Voorbeeld van hoe een basis financieel plan er kan uitzien
Financiële doelen
- Maandelijks 30% van inkomen opzij zetten
- Met pensioen gaan op 60 jaar. Hoeveel geld heb ik hiervoor nodig?
- Stel dat we in pensioen €2500 per maand nodig hebben. Dat is €30.000 per jaar.
- We gaan ervan uit dat we 90 jaar oud worden. Dus hebben we 30 * 30.000 = €900.000 nodig, zonder rekening te houden met pensioeninkomsten.
- Reken altijd met een veiligheidsmarge. In dit voorbeeld houden we geen rekening met pensioeninkomsten. Als deze lager zouden uitvallen dan verwacht, komen we niet voor verassingen te staan.
Verdeling kapitaal over activaklassen
- Doelstelling:
- Cash (liquide middelen): 25%
- Vastgoed: 25%
- Beurs: 25%
- Edelmetalen: 25%
- Halfjaarlijks bij te sturen wanneer één categorie groter is geworden dan 35%.
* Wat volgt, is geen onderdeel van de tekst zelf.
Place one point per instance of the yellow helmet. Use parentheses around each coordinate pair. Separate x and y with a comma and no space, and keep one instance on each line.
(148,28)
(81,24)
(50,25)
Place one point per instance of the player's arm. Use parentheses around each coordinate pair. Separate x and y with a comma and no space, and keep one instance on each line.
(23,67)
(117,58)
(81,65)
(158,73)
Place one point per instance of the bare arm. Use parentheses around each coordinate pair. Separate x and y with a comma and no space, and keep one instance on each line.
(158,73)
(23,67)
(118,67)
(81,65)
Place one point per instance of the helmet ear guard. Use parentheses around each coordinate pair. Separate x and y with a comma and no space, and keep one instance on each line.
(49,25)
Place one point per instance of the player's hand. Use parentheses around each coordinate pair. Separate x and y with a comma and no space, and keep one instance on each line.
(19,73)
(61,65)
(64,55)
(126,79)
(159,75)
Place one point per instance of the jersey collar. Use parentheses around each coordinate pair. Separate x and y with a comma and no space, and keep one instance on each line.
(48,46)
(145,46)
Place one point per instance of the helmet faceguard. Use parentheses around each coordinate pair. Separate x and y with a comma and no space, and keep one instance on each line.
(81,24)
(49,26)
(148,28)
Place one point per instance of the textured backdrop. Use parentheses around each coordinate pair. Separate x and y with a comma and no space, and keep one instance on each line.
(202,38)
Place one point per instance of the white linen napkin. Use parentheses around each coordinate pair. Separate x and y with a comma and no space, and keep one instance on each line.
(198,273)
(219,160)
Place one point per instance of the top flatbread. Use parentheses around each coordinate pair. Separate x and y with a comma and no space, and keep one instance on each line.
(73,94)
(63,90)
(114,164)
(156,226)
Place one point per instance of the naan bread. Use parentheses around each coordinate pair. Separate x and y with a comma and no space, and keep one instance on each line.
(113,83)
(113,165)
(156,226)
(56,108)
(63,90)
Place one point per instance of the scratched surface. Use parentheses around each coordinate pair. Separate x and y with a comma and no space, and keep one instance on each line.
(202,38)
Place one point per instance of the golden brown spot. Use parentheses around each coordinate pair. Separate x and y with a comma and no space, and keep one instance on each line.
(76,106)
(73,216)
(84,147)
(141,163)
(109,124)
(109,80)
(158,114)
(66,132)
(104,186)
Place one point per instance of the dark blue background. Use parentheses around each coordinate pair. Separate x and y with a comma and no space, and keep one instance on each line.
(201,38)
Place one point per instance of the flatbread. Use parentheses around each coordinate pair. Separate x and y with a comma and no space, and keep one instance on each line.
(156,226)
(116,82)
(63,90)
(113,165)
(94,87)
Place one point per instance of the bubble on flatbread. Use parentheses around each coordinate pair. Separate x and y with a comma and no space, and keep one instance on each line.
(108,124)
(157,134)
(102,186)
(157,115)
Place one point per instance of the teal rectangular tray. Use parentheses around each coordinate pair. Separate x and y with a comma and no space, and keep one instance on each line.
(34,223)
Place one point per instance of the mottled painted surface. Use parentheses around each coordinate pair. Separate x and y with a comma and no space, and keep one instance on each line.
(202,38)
Besteding van de inkomsten
- Maandelijks een bijdrage storten aan de beursrekening
- Jaarlijks een aankoop van edelmetalen uitvoeren
- Ad hoc bijdrage aan crypto of obligaties wanneer hoeveelheid liquide middelen te groot wordt (bvb. Vanaf liquide middelen > 35% van totale kapitaal).
Grootte noodfonds
- Fonds dat minimaal één jaar aan levenskosten kan betalen.
Hoe beleggen op de beurs
- 75% via breed gediversifieerde ETF’s
- 25% via individuele aandelen
Tot slot
Geen enkel type investering is vrij van risico. Dat is de spaarrekening trouwens ook niet. Wil men extra rendement halen dan moet er risico genomen worden. Risico kan beperkt worden door een overwogen spreiding van uw kapitaal overheen de verschillende investeringsklassen. Dit is één van de belangrijkste overwegingen in uw investeringsplan.
Wat vindt u belangrijk? Hoeveel risico wenst u maximaal te lopen? Hoeveel tijd wenst u te spenderen aan uw financiën? Ontdek wat voor uzelf belangrijk is en zorg dat het verwerkt zit in uw investeringsplan.
Van zodra u van start bent gegaan, moet u af en toe nog eens evalueren: voelt dit nog steeds goed? Slaag ik erin om (snel genoeg) kapitaal op te bouwen? Haal ik het gemiddelde rendement van de beurs?
Het is normaal om plannen bij te sturen. Realiteit loopt vaak niet als gepland en onze voorkeuren kunnen veranderen. Durf dit dan ook te verwerken in een aangepast plan.